Andererseits hilft ein kleineres Sichtfeld dabei, Unwohlsein durch unnatürliche und nicht von der Körperbewegung des Nutzers gesteuerte Bewegungen zu minimieren. Daher ist es wichtig, dass dieser Umstand, als auch Faktoren wie Linsengeometrie, Bildschärfe, Latenz oder Farbkontraste, berücksichtigt werden.

Mit einem diagonalen FOV von VR-üblichen 110° erfährt der Anwender gerade einmal ein Sichtfeld von etwas mehr als der Hälfte seines natürlichen Umfangs. VR-Headset-Entwickler wie Pimax haben sich daher darauf spezialisiert, Headsets mit größerem FOV anzubieten.

Eng mit dem FOV und der Sichtauflösung verflochten ist auch die Winkelauflösung, PPD (Pixel im Winkel von 1×1°). Da sich bei einem größeren FOV die Pixel auch stärker über den Sichtbereich hin verteilen, ergibt sich bei gleicher Auflösung trotzdem ein entsprechend unschärferes Bild gegenüber dem eines Headsets mit geringerem FOV. Der Mensch kann etwa 60 Pixel pro Grad auf seiner Netzhaut auflösen. Daraus ergibt sich: je höher der PPD-Wert, desto schärfer wirken Details unter der VR-Brille.

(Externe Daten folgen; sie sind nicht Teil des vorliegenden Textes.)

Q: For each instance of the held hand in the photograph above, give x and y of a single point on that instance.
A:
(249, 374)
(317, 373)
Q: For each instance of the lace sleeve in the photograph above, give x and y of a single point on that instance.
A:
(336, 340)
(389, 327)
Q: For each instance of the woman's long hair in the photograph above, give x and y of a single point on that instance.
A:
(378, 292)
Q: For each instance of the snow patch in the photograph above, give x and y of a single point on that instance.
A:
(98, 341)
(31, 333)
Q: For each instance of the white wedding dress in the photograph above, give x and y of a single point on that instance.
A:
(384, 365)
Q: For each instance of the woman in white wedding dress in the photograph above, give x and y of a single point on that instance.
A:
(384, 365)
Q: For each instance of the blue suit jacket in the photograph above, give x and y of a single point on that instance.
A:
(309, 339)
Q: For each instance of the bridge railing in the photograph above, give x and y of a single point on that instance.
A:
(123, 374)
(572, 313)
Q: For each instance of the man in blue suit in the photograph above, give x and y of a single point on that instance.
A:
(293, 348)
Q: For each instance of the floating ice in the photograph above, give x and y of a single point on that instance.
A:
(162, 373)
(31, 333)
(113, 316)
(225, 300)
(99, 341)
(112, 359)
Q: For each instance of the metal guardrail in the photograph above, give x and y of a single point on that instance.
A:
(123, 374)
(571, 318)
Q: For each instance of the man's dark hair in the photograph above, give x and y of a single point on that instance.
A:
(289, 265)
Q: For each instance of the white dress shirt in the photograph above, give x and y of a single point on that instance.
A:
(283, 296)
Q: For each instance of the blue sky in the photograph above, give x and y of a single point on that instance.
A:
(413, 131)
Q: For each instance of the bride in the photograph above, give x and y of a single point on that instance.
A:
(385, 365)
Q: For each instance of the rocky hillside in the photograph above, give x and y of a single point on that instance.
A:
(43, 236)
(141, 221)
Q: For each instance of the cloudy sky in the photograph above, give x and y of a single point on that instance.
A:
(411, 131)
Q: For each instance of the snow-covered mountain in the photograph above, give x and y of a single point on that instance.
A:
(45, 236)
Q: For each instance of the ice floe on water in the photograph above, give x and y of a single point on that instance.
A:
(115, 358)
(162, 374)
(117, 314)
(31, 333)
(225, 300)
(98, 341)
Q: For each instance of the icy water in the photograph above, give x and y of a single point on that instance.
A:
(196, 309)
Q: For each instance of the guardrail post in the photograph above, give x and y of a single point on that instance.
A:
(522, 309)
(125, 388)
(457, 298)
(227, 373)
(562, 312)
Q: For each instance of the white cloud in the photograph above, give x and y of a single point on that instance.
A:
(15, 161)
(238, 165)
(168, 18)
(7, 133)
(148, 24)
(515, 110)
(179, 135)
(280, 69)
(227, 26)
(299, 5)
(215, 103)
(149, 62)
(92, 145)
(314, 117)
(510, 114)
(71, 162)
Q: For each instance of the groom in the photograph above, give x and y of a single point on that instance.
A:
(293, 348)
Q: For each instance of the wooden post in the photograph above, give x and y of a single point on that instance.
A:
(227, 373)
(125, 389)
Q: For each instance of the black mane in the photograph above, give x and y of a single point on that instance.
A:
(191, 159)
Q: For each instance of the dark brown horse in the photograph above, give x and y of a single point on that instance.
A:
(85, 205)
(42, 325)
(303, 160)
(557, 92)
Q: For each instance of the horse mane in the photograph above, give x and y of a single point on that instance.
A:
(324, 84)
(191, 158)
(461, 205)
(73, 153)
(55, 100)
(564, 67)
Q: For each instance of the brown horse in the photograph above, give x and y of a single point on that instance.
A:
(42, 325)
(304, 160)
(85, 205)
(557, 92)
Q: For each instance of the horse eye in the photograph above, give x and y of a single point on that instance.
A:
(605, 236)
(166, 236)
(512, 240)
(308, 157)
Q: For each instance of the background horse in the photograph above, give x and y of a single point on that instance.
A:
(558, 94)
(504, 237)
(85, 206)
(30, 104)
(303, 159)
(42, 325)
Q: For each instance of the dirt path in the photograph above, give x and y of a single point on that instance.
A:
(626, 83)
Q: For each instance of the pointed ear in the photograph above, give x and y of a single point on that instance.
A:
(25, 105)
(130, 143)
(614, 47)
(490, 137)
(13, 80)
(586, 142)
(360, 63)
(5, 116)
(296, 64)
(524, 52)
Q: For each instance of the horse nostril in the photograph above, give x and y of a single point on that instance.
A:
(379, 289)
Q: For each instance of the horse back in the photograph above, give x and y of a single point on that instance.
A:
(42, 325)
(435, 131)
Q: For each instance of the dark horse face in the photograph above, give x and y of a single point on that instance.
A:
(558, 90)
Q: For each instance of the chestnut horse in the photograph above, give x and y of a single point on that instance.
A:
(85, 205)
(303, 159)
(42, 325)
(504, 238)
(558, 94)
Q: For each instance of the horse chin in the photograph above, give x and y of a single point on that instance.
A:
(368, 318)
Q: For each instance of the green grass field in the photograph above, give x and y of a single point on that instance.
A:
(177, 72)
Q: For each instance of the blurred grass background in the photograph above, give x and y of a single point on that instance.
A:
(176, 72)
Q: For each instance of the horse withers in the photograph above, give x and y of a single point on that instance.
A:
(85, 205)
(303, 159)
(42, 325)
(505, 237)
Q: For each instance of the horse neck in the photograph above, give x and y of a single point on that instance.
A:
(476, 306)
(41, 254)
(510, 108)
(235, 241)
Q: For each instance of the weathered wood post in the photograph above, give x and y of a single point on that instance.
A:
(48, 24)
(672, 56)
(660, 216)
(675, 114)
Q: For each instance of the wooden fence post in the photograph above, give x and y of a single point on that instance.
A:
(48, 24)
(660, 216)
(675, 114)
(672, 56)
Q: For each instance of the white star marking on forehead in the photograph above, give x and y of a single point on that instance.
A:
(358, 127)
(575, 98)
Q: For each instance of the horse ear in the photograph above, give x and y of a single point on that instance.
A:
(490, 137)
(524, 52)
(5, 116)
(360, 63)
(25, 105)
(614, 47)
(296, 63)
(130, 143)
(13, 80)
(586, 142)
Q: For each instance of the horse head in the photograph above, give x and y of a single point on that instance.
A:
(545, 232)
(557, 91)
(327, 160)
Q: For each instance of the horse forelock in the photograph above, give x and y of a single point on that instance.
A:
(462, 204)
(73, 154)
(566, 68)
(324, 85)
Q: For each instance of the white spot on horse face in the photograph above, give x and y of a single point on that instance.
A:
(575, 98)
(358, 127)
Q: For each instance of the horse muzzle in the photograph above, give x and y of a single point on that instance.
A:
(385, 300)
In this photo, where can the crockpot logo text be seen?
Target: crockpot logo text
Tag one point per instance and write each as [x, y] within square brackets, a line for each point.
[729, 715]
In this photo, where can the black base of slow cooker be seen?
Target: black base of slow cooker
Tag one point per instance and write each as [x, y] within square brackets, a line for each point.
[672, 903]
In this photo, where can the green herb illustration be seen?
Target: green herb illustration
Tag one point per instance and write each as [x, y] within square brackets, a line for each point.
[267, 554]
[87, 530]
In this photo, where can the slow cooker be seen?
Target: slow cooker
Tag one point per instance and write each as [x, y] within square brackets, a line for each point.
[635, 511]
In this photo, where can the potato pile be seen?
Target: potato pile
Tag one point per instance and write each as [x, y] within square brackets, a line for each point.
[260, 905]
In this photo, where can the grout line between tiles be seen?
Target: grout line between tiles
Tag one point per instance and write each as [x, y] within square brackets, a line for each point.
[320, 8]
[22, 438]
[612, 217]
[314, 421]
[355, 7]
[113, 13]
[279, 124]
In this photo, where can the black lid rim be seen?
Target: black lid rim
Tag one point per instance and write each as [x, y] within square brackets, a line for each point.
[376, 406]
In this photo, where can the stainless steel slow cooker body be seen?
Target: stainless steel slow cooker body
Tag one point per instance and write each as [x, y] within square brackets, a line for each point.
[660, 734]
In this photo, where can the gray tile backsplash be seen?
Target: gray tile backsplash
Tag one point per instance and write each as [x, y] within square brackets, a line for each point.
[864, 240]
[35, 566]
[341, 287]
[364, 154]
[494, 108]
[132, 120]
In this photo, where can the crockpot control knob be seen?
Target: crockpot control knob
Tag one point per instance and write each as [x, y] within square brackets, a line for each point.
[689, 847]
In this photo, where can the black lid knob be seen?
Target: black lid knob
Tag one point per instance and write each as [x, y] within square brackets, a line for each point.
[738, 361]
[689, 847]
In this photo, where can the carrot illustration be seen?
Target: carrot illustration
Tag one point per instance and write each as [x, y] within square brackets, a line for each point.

Bildquelle: amazon.de/Pimax

Ein weites FOV bedeutet allerdings grundlegend immer noch ein großes Headset. VR-Headsets, die so groß wie eine gewöhnliche Brille sind, werden wir wohl mittelfristig nicht sehen. Facebook Reality Lab arbeitet diesbezüglich allerdings vielversprechend an optischen Faltungen bzw. der Entkopplung von Sichtfeldweite/ Display-Gehäuse. Intel forscht zugunsten eines kompakten 180°-FOVs, an einem Mikro-Linsen-System.

Sight Plus…

Bildquelle: pimax.com

Im Sommer 2019 wurde Valve Index mit einem diagonalen FOV von 120-130 Grad und einer Bildrate von bis zu 144 Hz auf den Markt gebracht. Der Release brachte Schwung ins Geschehen, denn bis zu diesem Zeitpunkt galten Consumer-Headsets mit großem FOV (wie sie beispielsweise Pimax anbietet) eher als Nischenprodukte. Auch die VR-Brillen StarVR One (210° h, 130° v) und der diesjährige Red-Dot-Gewinner XTAL sind vielversprechend. Allerdings handelt es sich hier um VR-Headsets für Business-Kunden. So werden via XTAL u.a. VR-Simulationen für die NASA betrieben.